If you wanted any evidence that psychiatry is not a science, you need look no further than what happened to the pharmaceutical industry in the 1980s and 1990s with anxiety. Just like George decided one day to do the opposite of what he usually did, the psychiatric drug companies go in the opposite direction of medical research. Instead of being presented with a disease and finding a drug to cure it, they create a drug and then try to come up with a disease. In her book Mindfixers, Anne Harrington reveals how drug companies managed to reverse this order: not being presented with a disease and then coming up with a drug to treat it. Instead, being presented with a drug and going in search of a disease it can treat.

Here are a few examples:

1.In 1981Upjohn received approval for the benzodiazepine Xanax. Its main ingredient was developed in1960s to treat anxiety neurosis. Unfortunately by the time the drug was approved,  the DSM 3 (1980) eliminated anxiety neurosis. To add insult to injury, the use of benzodiazepines was in decline.  A psychiatrist hired as a consultant by Upjohn came up with the brilliant idea to use Xanax to treat the newly established disease:  Panic disorder.  FDA granted approval in 1990 and Xanax starts to market itself as the “first and only medication approved for panic disorder” despite the fact that it is typical benzodiazepine with no special properties that other benzos lack. In addition, Xanax is also approved to treat general anxiety disorder. The year it went off patent it is the fifth most widely prescribed drug in U.S.
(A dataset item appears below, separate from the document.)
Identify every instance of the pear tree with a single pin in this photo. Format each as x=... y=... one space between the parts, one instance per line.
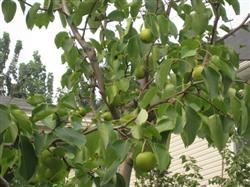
x=135 y=76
2.At about the same time, drug companies start looking for new markets for SSRI’s (selective serotonin uptake reinhibitor) about to go off patent. Just like Willy Sutton robbed banks because that’s where the money was, drug companies turned to anxiety for the same reason.  As Xanax had demonstrated, that’s where the money was. Drug companies decide to remake SSRIs as treatment for specific forms of anxiety. In 1999 the pharmaceutical firm SKB received approval for the drug Paxil to treat Social Anxiety Disorder.  In order to sell the disease, they launch a public advertising campaign and create a social advocacy group (SAD coalition), not out of a preexisting group of patients diagnosed with the disease but, well, out of thin air.  The rest is advertising history. The PR campaigns resulted in more than a billion references to SAD, up from around 50 in previous years, almost all mentioned that Paxil is the only treatment. Again, there is nothing special about Paxil—it is a typical SSRI and there is no reason for a rational person to think it has any special properties that make it uniquely qualified to treat SAD, as it is presenting itself.

3. By now you should be familiar with the story. In 1999 Pfizer does essentially the same thing, receiving approval to market another SSRI, Zoloft, as the only drug approved to treat the newly established Post Traumatic Stress Disorder. Following the playbook, Pfizzer creates its own advocacy group (PTSD alliance) with zero members but there just in case you need them.

Why spend time and money developing a new drug when you can just conjure up a new disease for one of your existing drugs to treat? As Harrington concludes: “The strategy of repurposing old drugs for new disorders that in many cases people had not known they had, was highly successful.”